A new life has grown for a Karen refugee through a Werribee Park project that has taken him back to his family’s roots.
See Mee Tun is learning about his Burmese farming and culinary culture while undertaking a horticulturalist traineeship at Werribee Park.
The 21-year-old was born in Burma but was a baby when his family fled persecution for the overcrowded Mae La refugee camp on the Burmese-Thai border.
See Mee, his parents and five brothers lived in the camp for 15 years before coming to Australia in 2009, joining the growing Karen community in Werribee.
He was reunited in Werribee with Evelyn Kunoo, 49, who he knew at the refugee camp where more than 50,000 mostly Karen refugees eke out an existence.
Mrs Kunoo lived at the camp for 22 years and was a midwife who delivered many babies, giving birth to five children herself.

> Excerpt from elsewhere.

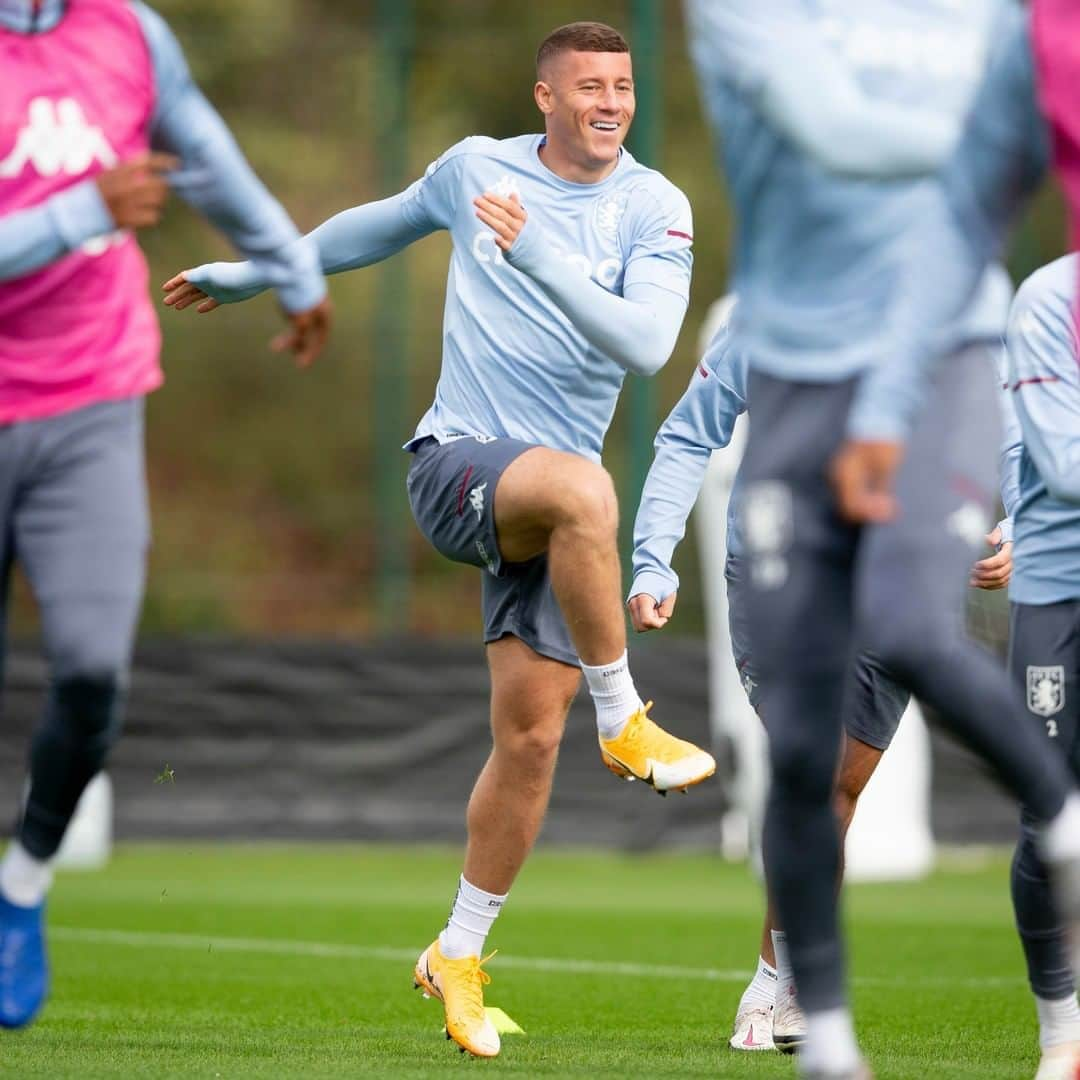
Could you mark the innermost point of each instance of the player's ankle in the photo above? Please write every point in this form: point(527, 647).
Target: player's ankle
point(472, 915)
point(613, 693)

For Mrs Kunoo, the vegetables being grown in a community kitchen garden at Werribee Park – like a huge vegetable melon – invoke memories from a time long past.
“It is like what we used to grow in Burma long ago. We couldn’t grow our vegetables in the refugee camp,” she says. “The community kitchen garden brings everyone together.

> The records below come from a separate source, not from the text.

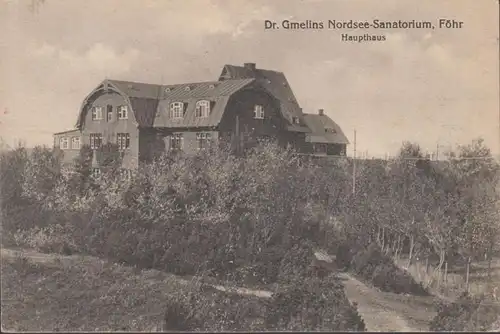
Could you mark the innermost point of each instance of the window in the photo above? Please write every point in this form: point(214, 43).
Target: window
point(122, 112)
point(75, 143)
point(96, 172)
point(258, 112)
point(64, 143)
point(202, 108)
point(125, 173)
point(96, 113)
point(123, 140)
point(109, 113)
point(320, 148)
point(176, 141)
point(95, 140)
point(177, 110)
point(203, 139)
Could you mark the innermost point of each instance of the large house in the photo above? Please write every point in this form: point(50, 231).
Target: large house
point(243, 105)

‘‘Mostly we’re Karen people and we tend the garden, harvest the crops and every day we make lunch from the produce and share it. Here there’s so much space to grow what we want.”

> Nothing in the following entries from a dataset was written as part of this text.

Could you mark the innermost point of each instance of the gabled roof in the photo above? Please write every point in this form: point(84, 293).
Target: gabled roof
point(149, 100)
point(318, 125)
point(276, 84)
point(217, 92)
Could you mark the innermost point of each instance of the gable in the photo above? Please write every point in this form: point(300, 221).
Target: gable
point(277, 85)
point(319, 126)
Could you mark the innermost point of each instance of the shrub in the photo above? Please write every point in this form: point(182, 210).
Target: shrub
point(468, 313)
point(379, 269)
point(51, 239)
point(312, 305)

Parks Victoria chief executive Bill Jackson says the community kitchen garden, developed for culturally and linguistically diverse (CALD) communities from across Melbourne’s western suburbs, is now at the centre of a thriving program with a horticultural educational facility helping people like See Mee.
“When the project began, it aimed to address some of the mental health issues associated with the effects of post-traumatic disorders, including depression and isolation for women from refugee communities,” Dr Jackson says.
“Now the project has grown to include younger members of the community; … the women’s kids, grandkids, nephews and nieces.”